Le Seigneur Souverain en personne se charge désormais du corps ainsi que des sens d’un spiritualiste libéré, de sorte que ses fonctions sont maintenues jusqu’à ce que son destin soit accompli. Le saint libéré, qui s’est éveillé à sa position naturelle et éternelle et se trouve ainsi établi en samadhi [extase, pleine absorption dans la méditation sur la Personne Suprême], le plus haut niveau de perfection du yoga, ne voit plus les produits de son corps matériel comme siens. Il tient dès lors les activités de ce corps pour autant de manifestations d’un songe.
Par affection profonde pour la famille et la richesse, on verra un fils ou de l’argent comme sien, et par affection pour le corps matériel, on considérera celui-ci de la même façon. Mais en vérité, de même que l’on peut comprendre que famille et richesses sont différentes de soi, l’être libéré se sait différent de son corps. Le feu lui-même se distingue des flammes, des étincelles et de la fumée, même si tous ces éléments restent intimement liés du fait qu’ils sont issus du même bois embrasé.
Le Seigneur Souverain, connu sous le nom de Param Brahman [Le Divin dans sa forme ultime, la cause de toutes les causes. L’Être Spirituel Suprême, Dieu, la Personne Suprême, Krishna], est l’observateur réel, et Il se distingue de l’âme individuelle, qui est unie aux sens, aux cinq éléments et à la conscience.
Le spiritualiste doit voir en toute manifestation une âme unique, car tout ce qui existe procède des différentes énergies de l’Être Suprême. Ainsi le sage doit voir tous les êtres d’un œil égal, sans distinction aucune.

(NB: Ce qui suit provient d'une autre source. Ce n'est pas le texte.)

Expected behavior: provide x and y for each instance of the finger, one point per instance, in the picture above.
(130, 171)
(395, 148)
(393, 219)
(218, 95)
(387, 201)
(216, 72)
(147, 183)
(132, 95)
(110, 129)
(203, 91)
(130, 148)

Telle est la réalisation de l’Âme Suprême.
Tout comme le feu se manifeste dans différentes sortes de bois, l’âme purement spirituelle, sous différentes conditions créées par les trois attributs ou formes d’influence de la nature matérielle ; vertu, passion, ignorance, se manifeste dans divers corps.
Ainsi le spiritualiste peut-il devenir une âme réalisée après avoir vaincu l’insurmontable sortilège de maya (L’énergie d’illusion) qui se présente à la fois comme la cause et l’effet de la manifestation matérielle et qui s’avère dès lors fort difficile à comprendre.
Le service de dévotion compte de nombreuses voies, selon les traits caractéristiques de ceux qui l’accomplissent.
Le service de dévotion accompli par une personne envieuse, orgueilleuse, violente, coléreuse et séparatiste, se place sous le signe de l’ignorance.
Quant au séparatiste qui adore les murtis (les représentations du Seigneur) dans le temple, animé par un désir de jouissance matérielle, de renommée et d’opulence, on dit que sa dévotion relève de la passion.
Lorsqu’un sage adore le Seigneur Souverain et Lui offre les fruits de ses actes de façon à se libérer de la souillure liée à l’action intéressée, sa dévotion appartient à la vertu.